3 Comentários Add your own

  • 1. Deia Vazquez  |  20 - novembro - 2008 às 9:09

    Esses casos sao tao complexos, ne?
    Sem saber a versao do padrasto e da familia dele – e principalmente da crianca – fica muito dificil opinar. Sera que a mae afastou a crianca do pai inicialmente por algum motivo que ele nao contou na entrevista? E pensando pelo lado das duas criancas que ficaram sem a mae, sera que eh justo que vivam em paises diferentes?

  • 2. Cláudia Lamego  |  20 - novembro - 2008 às 11:40

    Déia, o caso é uma tragédia, independente da versão que se ouça.
    Infelizmente, fazemos escolhas na vida e temos que arcar com elas.

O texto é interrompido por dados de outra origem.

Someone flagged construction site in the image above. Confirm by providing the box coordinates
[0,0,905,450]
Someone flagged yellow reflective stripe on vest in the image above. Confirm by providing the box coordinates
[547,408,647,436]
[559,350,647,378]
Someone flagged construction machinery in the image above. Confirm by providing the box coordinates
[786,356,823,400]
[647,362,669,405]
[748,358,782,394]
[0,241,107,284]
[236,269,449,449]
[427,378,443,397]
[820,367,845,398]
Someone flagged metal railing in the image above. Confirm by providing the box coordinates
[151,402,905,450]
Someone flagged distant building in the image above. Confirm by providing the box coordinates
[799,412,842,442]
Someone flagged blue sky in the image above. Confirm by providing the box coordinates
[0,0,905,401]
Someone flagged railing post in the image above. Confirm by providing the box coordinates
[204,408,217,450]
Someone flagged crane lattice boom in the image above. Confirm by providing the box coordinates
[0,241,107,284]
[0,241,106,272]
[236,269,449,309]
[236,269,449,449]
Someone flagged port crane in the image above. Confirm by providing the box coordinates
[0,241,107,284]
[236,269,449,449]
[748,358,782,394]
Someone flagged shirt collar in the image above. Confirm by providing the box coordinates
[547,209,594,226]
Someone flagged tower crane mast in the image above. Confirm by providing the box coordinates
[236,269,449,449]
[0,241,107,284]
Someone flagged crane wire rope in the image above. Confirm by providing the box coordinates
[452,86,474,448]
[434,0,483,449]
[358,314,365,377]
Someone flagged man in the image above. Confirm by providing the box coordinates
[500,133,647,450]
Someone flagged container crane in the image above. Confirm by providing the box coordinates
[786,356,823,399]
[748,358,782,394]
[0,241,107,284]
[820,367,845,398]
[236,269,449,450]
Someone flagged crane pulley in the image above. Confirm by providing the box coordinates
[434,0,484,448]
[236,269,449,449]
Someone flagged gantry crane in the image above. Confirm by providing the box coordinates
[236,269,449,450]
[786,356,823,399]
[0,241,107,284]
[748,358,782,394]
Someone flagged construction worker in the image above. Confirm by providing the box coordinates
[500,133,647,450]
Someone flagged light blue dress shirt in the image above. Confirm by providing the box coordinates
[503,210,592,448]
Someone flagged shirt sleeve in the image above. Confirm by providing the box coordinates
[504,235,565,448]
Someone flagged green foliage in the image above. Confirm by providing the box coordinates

No caso de ter um filho, é preciso saber que o pai e a mãe, mesmo se se separarem, ficarão unidos para sempre em nome dessa terceira pessoa.

  • 3. Olívia Bandeira de Melo  |  20 - novembro - 2008 às 13:03

    Muito complicado opinar sobre esse assunto, mas o caso em si é menos importante do que os vários assuntos que suscita. Há casos de brasileiros que tentam voltar dos EUA com seus filhos e não conseguem porque os pais estadunidenses ameaçam com acusação de seqüestro, entre outras coisas. Aliás, é uma boa pauta.